Saturday, October 1, 2011

Peanut Butter and Honey Crispie Treats

I can’t believe it’s already Fall! Autumn and Winter are my two favorite seasons. It’s something about the crunchy leaves, the crisp and cool air, and of course the awesome flavors and smells. I’ve noticed that any candle that pertains to Fall or Winter always have the best scents. I know that Autumn officially started on the 23rd of September, but I have this rule for myself, well…more like a feeling really, Fall does not start when the calendar says it starts. To me, Fall begins the first day of October. September is that limbo month to me, it doesn’t know what season it’s supposed to be in, so it stands in a corner watching all of the other months play in the sprinklers or fallen leaves. I have the same feeling with Winter; Winter starts on December 1st, not the 21st or whatever.

Because of my quirky season rule, I refuse to make anything with pumpkin before the first of October, so while other bloggers are posting pumpkin cream cheese muffins, pumpkin bars and pumpkin who knows what else, I am giving you this little crispie bar treat.

These are not your typical rice crispie treats though. Instead of butter and marshmallows, I made them with peanut butter and honey. I really like that flavor combination. I remember in elementary school my mom would make me peanut butter and honey sandwiches because I didn’t like jelly. I don’t know what I was thinking because if I could only have one thing for the rest of my life, it would be PB&GJs. But back to peanut butter and honey crispie treats. The moment I took a bite out of this bar, I immediately tasted the honey. And I don’t mean in a cloyingly sweet kind of way, it was a subtle sweet. Then, the peanuttyness of the peanut butter slowly crept up. Again, it wasn’t an overpowering flavor, there was just enough peanut butter to satisfy my taste buds.

The entire thing takes just minutes to make and put into the pan. I do however, highly recommend keeping the bars, once cut, in the fridge, because as they sit out a room temperature, they start to fall apart, not that they don’t taste good that way either, it’s just something to point out if you want to have a bar and not a crumble.
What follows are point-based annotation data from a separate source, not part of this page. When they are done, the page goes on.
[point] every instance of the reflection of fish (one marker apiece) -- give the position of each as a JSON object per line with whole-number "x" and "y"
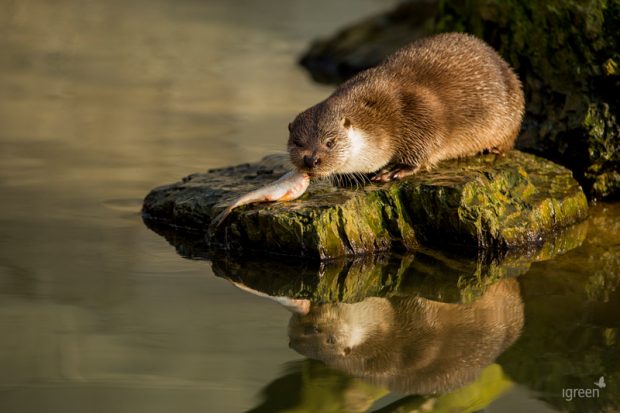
{"x": 290, "y": 186}
{"x": 601, "y": 383}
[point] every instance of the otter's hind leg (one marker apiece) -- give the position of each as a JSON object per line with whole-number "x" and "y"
{"x": 395, "y": 173}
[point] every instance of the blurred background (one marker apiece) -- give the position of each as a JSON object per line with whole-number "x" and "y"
{"x": 100, "y": 102}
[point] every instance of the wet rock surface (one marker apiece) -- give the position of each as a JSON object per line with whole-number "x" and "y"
{"x": 484, "y": 203}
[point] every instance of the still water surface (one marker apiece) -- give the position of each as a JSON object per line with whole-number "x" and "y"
{"x": 101, "y": 101}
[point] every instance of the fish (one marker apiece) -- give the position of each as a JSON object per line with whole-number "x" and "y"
{"x": 290, "y": 186}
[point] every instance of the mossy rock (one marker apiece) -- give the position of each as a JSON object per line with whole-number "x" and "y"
{"x": 481, "y": 203}
{"x": 565, "y": 52}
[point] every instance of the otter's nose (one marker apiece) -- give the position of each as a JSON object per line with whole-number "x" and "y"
{"x": 311, "y": 161}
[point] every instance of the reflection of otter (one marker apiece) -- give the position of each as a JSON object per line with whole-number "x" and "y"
{"x": 411, "y": 344}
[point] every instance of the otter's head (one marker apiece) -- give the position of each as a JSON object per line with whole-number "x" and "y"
{"x": 318, "y": 142}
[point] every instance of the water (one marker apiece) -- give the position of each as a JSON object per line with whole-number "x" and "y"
{"x": 101, "y": 101}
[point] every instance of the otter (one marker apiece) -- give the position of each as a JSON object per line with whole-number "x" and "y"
{"x": 442, "y": 97}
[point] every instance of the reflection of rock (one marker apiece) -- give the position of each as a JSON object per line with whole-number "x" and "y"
{"x": 310, "y": 386}
{"x": 566, "y": 55}
{"x": 411, "y": 344}
{"x": 572, "y": 309}
{"x": 427, "y": 273}
{"x": 482, "y": 203}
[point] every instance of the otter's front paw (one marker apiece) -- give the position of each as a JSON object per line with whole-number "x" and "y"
{"x": 395, "y": 173}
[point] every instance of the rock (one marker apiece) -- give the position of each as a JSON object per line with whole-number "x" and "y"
{"x": 481, "y": 203}
{"x": 566, "y": 54}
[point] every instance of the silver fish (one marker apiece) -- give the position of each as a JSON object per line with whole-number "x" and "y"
{"x": 290, "y": 186}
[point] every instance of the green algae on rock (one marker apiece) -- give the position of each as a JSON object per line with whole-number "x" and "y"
{"x": 480, "y": 203}
{"x": 566, "y": 53}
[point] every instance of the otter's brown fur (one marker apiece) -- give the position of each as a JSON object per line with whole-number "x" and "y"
{"x": 442, "y": 97}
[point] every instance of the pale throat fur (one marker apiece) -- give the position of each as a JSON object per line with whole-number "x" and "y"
{"x": 363, "y": 155}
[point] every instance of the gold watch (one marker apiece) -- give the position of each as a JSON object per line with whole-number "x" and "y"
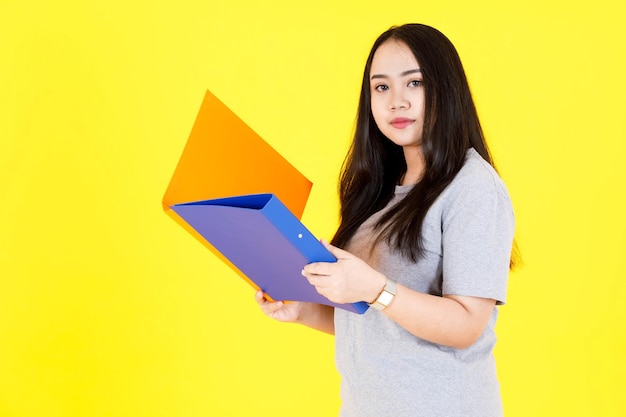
{"x": 386, "y": 295}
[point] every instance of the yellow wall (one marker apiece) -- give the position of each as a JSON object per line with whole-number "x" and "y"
{"x": 109, "y": 308}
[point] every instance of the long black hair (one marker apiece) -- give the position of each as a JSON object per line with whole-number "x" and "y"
{"x": 374, "y": 164}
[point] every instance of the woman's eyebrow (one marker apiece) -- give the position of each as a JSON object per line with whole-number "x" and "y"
{"x": 402, "y": 74}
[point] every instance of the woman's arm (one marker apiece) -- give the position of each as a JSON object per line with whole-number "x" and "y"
{"x": 316, "y": 316}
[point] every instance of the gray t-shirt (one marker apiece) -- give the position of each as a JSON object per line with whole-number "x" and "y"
{"x": 388, "y": 372}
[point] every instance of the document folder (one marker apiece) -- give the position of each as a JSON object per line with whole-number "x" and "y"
{"x": 265, "y": 241}
{"x": 242, "y": 200}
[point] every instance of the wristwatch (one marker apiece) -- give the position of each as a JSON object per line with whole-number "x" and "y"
{"x": 386, "y": 296}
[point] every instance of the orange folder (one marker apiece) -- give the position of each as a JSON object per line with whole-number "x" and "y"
{"x": 242, "y": 200}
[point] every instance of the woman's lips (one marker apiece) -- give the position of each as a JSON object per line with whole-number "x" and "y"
{"x": 401, "y": 122}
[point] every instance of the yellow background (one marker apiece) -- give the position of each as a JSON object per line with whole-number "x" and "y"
{"x": 109, "y": 308}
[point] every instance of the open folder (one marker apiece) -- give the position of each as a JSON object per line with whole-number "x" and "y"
{"x": 242, "y": 200}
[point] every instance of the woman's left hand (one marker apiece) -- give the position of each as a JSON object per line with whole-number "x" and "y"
{"x": 348, "y": 280}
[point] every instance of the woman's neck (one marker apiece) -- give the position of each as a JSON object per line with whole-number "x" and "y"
{"x": 415, "y": 165}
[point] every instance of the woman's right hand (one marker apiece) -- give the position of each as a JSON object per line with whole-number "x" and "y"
{"x": 279, "y": 310}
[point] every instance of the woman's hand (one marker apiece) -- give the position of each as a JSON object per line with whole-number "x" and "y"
{"x": 348, "y": 280}
{"x": 316, "y": 316}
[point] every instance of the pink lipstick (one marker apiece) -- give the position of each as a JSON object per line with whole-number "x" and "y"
{"x": 401, "y": 122}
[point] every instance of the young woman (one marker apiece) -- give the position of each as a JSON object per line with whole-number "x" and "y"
{"x": 426, "y": 234}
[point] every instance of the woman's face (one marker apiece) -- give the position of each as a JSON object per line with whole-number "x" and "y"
{"x": 397, "y": 94}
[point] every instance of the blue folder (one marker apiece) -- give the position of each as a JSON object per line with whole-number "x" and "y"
{"x": 265, "y": 241}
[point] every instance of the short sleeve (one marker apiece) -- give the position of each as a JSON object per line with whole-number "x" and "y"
{"x": 478, "y": 227}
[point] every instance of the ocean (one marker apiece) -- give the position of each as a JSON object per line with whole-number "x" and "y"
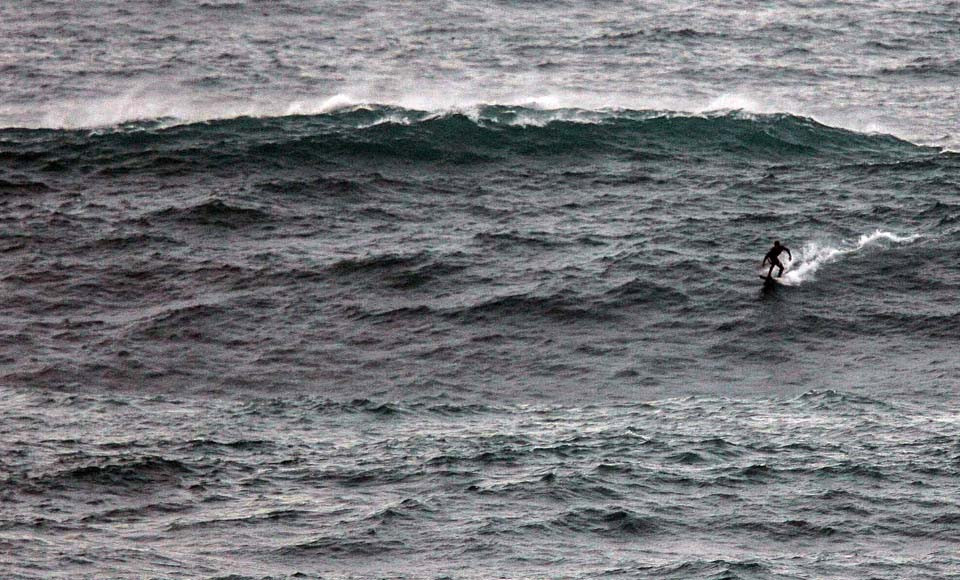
{"x": 473, "y": 290}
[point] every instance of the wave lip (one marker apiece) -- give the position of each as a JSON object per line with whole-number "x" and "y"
{"x": 815, "y": 255}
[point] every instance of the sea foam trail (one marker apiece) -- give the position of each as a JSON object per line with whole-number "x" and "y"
{"x": 813, "y": 255}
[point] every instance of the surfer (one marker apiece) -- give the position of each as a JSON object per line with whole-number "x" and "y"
{"x": 772, "y": 256}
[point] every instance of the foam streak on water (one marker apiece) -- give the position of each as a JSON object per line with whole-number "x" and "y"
{"x": 814, "y": 255}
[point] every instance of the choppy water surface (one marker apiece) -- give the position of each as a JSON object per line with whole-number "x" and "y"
{"x": 461, "y": 290}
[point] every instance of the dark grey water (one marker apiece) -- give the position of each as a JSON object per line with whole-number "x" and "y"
{"x": 470, "y": 290}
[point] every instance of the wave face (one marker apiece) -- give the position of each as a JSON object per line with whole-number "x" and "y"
{"x": 429, "y": 289}
{"x": 279, "y": 252}
{"x": 486, "y": 134}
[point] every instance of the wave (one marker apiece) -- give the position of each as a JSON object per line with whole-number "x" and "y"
{"x": 815, "y": 255}
{"x": 491, "y": 133}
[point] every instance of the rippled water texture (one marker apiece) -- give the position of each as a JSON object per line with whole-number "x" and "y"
{"x": 460, "y": 290}
{"x": 823, "y": 484}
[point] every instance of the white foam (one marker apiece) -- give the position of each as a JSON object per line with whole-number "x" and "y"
{"x": 814, "y": 254}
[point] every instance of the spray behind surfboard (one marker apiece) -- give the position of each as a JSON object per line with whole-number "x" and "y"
{"x": 814, "y": 254}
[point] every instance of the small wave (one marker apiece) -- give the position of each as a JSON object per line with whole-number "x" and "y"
{"x": 815, "y": 255}
{"x": 486, "y": 133}
{"x": 131, "y": 473}
{"x": 611, "y": 521}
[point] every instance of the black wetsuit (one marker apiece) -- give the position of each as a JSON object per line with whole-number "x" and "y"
{"x": 773, "y": 256}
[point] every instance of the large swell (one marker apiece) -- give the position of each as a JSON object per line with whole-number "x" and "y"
{"x": 460, "y": 290}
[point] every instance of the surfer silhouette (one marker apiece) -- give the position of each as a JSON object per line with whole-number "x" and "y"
{"x": 773, "y": 257}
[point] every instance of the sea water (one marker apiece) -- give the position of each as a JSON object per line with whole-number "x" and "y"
{"x": 469, "y": 290}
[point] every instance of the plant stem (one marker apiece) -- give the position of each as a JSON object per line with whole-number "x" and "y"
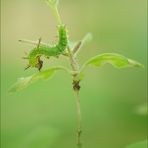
{"x": 79, "y": 132}
{"x": 32, "y": 42}
{"x": 76, "y": 88}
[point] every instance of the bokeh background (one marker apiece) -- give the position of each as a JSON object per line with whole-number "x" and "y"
{"x": 113, "y": 101}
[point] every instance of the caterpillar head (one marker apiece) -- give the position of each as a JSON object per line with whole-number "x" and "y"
{"x": 34, "y": 58}
{"x": 37, "y": 63}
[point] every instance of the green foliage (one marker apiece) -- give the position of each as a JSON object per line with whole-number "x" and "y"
{"x": 52, "y": 3}
{"x": 26, "y": 81}
{"x": 142, "y": 144}
{"x": 115, "y": 59}
{"x": 42, "y": 50}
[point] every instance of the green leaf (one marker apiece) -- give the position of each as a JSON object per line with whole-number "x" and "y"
{"x": 76, "y": 46}
{"x": 87, "y": 38}
{"x": 52, "y": 3}
{"x": 116, "y": 60}
{"x": 142, "y": 144}
{"x": 26, "y": 81}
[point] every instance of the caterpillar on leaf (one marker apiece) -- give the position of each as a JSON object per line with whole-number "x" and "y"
{"x": 47, "y": 51}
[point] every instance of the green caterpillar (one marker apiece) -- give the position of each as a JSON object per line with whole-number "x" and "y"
{"x": 44, "y": 50}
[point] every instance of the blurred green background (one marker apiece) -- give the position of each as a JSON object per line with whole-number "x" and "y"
{"x": 112, "y": 100}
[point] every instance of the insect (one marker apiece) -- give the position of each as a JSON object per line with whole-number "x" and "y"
{"x": 35, "y": 54}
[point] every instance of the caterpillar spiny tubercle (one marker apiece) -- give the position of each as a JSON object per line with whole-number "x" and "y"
{"x": 44, "y": 50}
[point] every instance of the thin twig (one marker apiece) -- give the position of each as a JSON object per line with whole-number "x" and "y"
{"x": 76, "y": 88}
{"x": 79, "y": 132}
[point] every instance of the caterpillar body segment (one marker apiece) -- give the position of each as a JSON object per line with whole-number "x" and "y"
{"x": 47, "y": 51}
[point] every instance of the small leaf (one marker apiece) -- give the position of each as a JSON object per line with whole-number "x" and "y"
{"x": 25, "y": 82}
{"x": 116, "y": 60}
{"x": 52, "y": 3}
{"x": 142, "y": 144}
{"x": 87, "y": 38}
{"x": 76, "y": 46}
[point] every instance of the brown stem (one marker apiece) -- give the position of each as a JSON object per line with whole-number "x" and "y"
{"x": 76, "y": 88}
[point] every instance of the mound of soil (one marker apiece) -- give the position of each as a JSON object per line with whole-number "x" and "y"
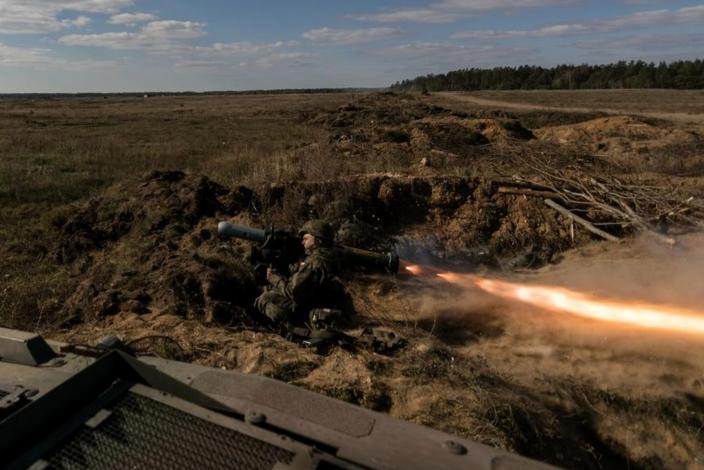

Peanut Butter and Honey Crispie Treats
adampted from Ellie Krieger

¼ cup honey
¼ cup creamy (or chunky) peanut butter)
3 cups honey puff rice cereal


  1. Grease a 9 inch by 9 inch square baking pan.
  2. Over medium-low heat, heat up a medium-sized pot. Pour the honey and peanut butter in once the pot has warmed up. Stir the two ingredients together until the peanut butter has completely melted. Nest, add in the honey puffed rice cereal and stir until all of the cereal is coated in the honey and peanut butter mixture.
  3. While still warm, dump the mixture into the greased pan, spreading all of the coated rice cereal bits out and into the corners. Make sure to press down hard for the cereal the compact together. Place in the fridge for at least 30 minutes for the cereal treats to harden. After 30 minutes, feel free to cut the crispie treat into your desired shapes and sizes. After cutting them, wrap the treats in plastic wrap and place in the fridge for at least another two hours, if you want a solid crispie treat. I found that after being in the fridge over night, the crispie treats didn’t fall apart as much the next day after sitting at room temperature for a while.